Two years ago this month, a deadly cholera epidemic took hold in Zimbabwe. By the time it had burned itself out in the middle of 2009, as many as 4,000 people were dead.
The risk of another such outbreak remains, says Steady Kangata, spokesperson for the country s Environmental Management Agency. Most local authorities pump stations and biofilters are not functional and hence most of them have resorted to diverting raw sewerage straight into the natural water sources, causing a health time bomb.
In April, a typhoid outbreak in Mabvuku, one of Harare s high density suburbs, swiftly infected 300 people, killing eight. Cholera and typhoid are just two of the serious public health threats caused by contamination of drinking water and food which comes into contact with sewage.

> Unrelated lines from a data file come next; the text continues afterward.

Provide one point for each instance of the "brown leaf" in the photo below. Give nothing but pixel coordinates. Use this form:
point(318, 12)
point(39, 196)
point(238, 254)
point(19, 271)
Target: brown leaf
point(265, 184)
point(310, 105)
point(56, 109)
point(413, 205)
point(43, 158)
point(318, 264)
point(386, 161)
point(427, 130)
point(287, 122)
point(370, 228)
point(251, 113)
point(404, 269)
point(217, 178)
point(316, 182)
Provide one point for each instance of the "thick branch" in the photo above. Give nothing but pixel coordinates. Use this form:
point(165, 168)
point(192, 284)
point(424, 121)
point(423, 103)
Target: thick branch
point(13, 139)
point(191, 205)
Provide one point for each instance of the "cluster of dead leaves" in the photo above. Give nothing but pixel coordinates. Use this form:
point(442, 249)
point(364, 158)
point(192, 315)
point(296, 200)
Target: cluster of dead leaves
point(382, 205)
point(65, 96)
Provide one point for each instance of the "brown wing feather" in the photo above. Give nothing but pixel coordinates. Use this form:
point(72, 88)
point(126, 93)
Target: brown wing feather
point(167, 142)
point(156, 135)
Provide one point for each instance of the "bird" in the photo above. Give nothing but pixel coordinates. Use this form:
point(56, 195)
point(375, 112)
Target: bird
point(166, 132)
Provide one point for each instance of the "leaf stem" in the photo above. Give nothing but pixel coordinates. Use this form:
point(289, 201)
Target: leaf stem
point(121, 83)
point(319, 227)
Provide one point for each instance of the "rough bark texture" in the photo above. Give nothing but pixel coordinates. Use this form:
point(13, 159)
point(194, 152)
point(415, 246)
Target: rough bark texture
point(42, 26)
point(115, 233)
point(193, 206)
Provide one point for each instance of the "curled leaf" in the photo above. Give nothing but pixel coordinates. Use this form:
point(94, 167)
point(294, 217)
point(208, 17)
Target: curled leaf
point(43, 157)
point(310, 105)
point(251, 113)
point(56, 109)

Previously, local authorities handled sewerage by first separating solids from effluent, then making manure with the solids while treating the liquid before discharging it into the environment.
But according to Kangata, municipal authorities are now simply dumping everything into water courses, prompting EMA to initiate legal action against several councils. The watchdog has accused the councils of Harare, Mutare, Marondera, Chinhoyi and others of contaminating water.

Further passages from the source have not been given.